Editorials: Blame government for voting crisis | Michael P. McDonald/USA Today

It was bad enough that some Arizona voters had to stand in line for up to five hours after the polls closed in their state’s primary election. Then it got worse: When asked who was to blame, Maricopa County Recorder Helen Purcell replied, “The voters for getting in line, maybe us for not having enough polling places.” An election official blaming voters is appalling. These people were heroes of democracy, performing their civic duty despite losing their evening to bureaucratic incompetence. The real blame lies with sweeping failures across local, state and federal governments. That includes Purcell. Her job is to run a smooth election, yet she reduced the number of polling places in Maricopa County from more than 200 in the 2012 primary to 60 this year. It’s not hard to understand how this caused longer lines. Purcell made herself an easy scapegoat, but she’s far from the only one. There are deeper problems to address if we are to fix this crisis. We chronically underfund elections. Faced with budget shortfalls, Purcell hoped to persuade more voters to use an inexpensive mail ballot. She could then reduce the number of costly polling locations without creating long lines. She should have known this was a false hope. The 2016 primaries have been generating record turnout in Republican races and higher than usual Democratic turnout as well.

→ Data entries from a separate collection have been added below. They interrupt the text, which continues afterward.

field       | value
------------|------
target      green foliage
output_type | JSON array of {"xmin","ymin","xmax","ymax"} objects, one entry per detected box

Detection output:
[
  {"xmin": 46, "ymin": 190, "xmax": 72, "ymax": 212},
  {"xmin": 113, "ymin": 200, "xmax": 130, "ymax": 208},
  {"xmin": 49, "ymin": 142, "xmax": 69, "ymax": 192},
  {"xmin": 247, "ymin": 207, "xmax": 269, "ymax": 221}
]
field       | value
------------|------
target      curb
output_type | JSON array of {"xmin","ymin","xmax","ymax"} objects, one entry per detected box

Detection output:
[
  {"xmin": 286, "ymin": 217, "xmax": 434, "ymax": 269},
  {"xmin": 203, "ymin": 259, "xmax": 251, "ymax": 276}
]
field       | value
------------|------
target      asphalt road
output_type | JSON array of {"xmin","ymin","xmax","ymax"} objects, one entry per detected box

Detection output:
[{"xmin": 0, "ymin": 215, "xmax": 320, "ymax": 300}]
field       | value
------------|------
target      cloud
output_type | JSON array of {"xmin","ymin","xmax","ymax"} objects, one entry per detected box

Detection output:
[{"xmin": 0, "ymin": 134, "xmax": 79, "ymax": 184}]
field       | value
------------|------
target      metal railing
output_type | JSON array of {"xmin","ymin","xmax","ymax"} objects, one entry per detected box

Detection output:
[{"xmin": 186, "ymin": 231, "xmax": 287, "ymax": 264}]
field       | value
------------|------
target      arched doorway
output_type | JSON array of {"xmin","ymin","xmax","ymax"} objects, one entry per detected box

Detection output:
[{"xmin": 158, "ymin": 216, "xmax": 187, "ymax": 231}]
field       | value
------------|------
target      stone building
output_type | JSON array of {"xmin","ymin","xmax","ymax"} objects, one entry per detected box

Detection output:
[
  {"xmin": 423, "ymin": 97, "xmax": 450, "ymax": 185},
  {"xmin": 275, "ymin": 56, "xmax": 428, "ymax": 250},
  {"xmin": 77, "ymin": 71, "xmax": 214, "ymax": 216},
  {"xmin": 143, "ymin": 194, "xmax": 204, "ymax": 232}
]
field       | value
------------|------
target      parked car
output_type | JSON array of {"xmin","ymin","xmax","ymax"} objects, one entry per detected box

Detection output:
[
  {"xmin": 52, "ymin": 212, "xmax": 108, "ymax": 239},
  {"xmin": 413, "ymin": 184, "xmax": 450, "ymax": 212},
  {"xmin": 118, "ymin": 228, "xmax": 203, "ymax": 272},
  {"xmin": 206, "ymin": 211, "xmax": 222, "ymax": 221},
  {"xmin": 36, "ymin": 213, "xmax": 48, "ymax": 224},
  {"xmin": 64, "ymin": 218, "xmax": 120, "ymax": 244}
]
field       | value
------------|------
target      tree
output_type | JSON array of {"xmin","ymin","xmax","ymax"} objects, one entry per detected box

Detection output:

Utah: San Juan County sued for violating Voting Rights Act | The Salt Lake Tribune

During the last election, Peggy Phillips would have had to drive four hours, round-trip, from her home on the Navajo reservation to the predominantly white city of Monticello to cast her vote in person. That’s because San Juan County had closed all of its polling places and switched to a mail-only voting system ahead of the 2014 general election. But Phillips never received her ballot in the mail in time. Even if she had, she isn’t comfortable voting in English and would have needed help from a translator, since there are usually words on the ballot she doesn’t understand, according to a federal lawsuit she has joined against the county for violating the Voting Rights Act. Phillips was unable to vote that year. Now, she’s one of seven people, along with the Navajo Nation Human Rights Commission, suing San Juan County for violating the 1965 Voting Rights Act, which prohibits racial discrimination in voting. Their lawsuit was filed Thursday in U.S. District Court of Utah, claiming that the new voting system “unreasonably hindered” Navajo citizens’ ability to vote on equal terms with white voters. If left unchanged, “these practices will continue to do so in the 2016 election cycle and beyond,” the lawsuit reads.

National: Selma leaders lament voting rights losses at congressional award ceremony | The Guardian

Civil rights leaders who marched from Selma, Alabama, to Montgomery in 1965 received the Congressional Gold Medal on Wednesday, the highest civilian honor awarded by the US Congress. The honor was accepted by Reverend Frederick D Reese, one of the march’s organizers. It was a triumphant, if frustrated, ceremony, as some of the same congressional leaders who awarded the medal had also failed to pass a renewed voting rights act, after the US supreme court’s recent dismantling of key legislation from 1965. “I am certainly honored to be able to stand here and look into such beautiful faces and recall how good God has been, because he is a good God,” said Reese, when he took the podium. “He brought us from nowhere to somewhere, allowed us to receive the great blessing that this great nation has to offer, and to stand here today to say, ‘Thank you!’” But not at everyone was jubilant. The award was prefaced with a press conference, which called for the restoration of the Voting Rights Act.